They found, for example, that “Republicans and Democrats believe that members of the other party dehumanize them more than twice as much as they actually do. Specifically, Republicans estimate that Democrats rate them a score of 28 out of 100 (in reality Democrats rated them at an 83). Similarly, Democrats estimate that Republicans rate them 48 points out of 100 (in reality Republicans rated them at an 80).”

The same findings applied to the level of dislike between these groups, with the perception being twice the reality. And on issues like gun control and immigration, using a scale of zero for no restrictions to one hundred for complete elimination, Democrats assumed Republicans’ median score was a 92, when it was really 75, and Republicans thought Democrats’ score would be 9, but in truth it was 35.

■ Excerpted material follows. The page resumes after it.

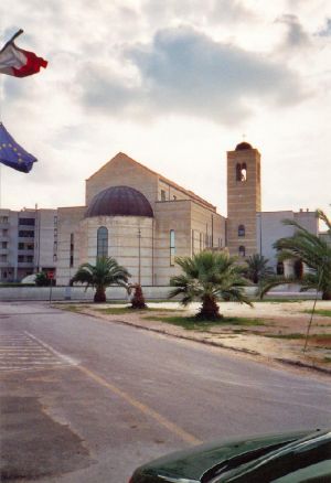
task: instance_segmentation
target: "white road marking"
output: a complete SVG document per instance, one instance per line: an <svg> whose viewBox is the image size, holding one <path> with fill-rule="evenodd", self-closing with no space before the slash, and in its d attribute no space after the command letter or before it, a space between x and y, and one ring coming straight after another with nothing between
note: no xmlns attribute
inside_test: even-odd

Interestingly, Americans’ mistaken view of others’ perceptions of them are exacerbated by greater news intake. David French writes of a study last year "finding that Democrats and Republicans were wildly off in their perception of their opponents’ political extremism, and that misperception grew they more news a person consumed.”

The more we form our sense of what others are like and how they feel and think not from real-life interactions with actual human beings, but from the artificial, skewed world of the news media and social media, the more likely it is those views will not comport with reality. To perceive reality, after all, one has to experience it firsthand, not through the curated outrage chamber that so much of conventional and social media are today. In media-land, the sensational wins out every time, regardless of whether it represents life as people actually live it. The old line, “you need to get out more,” is actually true.

David Black, a prize-winning novelist, wrote recently in City Journal about growing up in the 1950s with a father who was a “dedicated radical.” Yet, he writes that

once a month, he gathered a dozen-and-a-half friends to talk politics. They represented a broad spectrum of political opinion — from the far right (a John Bircher) through conservatives, centrist Republicans, centrist Democrats, progressives, Stalinists — and him, the specimen Trotskyist. I’d watch them from halfway up the stairs, peering through the balusters.

For two hours, they fought, sometimes throwing punches. Once, someone broke a chair over another’s back. After two hours, a timer would sound. Everyone stopped arguing and fighting. Each took out an instrument — a trombone, a fiddle, a clarinet, a bass. Someone sat at the piano. My father played the cornet…. For the next two hours, he and his friends (and sometime adversaries) made music. “That,” my father once told me, “is America.”

What likely made the scene he describes possible is that no one felt loathed by anyone else in that group, and therefore they didn’t loathe them back. It’s possible to disagree, even vehemently, about important issues without things getting personal and nasty. That’s something Americans will have to learn to do in these polarized times in order for the country to move forward. It will require lessening media’s role in their lives and instead learning about how other citizens think and feel by going out and meeting them.

Seeing others in a positive light means we’ll more often believe they actually like us, and as a result we’ll feel good about them too, which they will now reflect back toward us. And with that, a wonderful cycle of positivity based on the k’mayim hapanim principle has now been set in motion. We can now understand why Rashi (Shabbos 127b) writes that being dan l’kaf zechus and bringing about peace between people are one and the same thing.

And into such a world, where sinas chinam — hatred based on illusions — has no place, a Beis Hamikdash can descend from Heaven at any moment.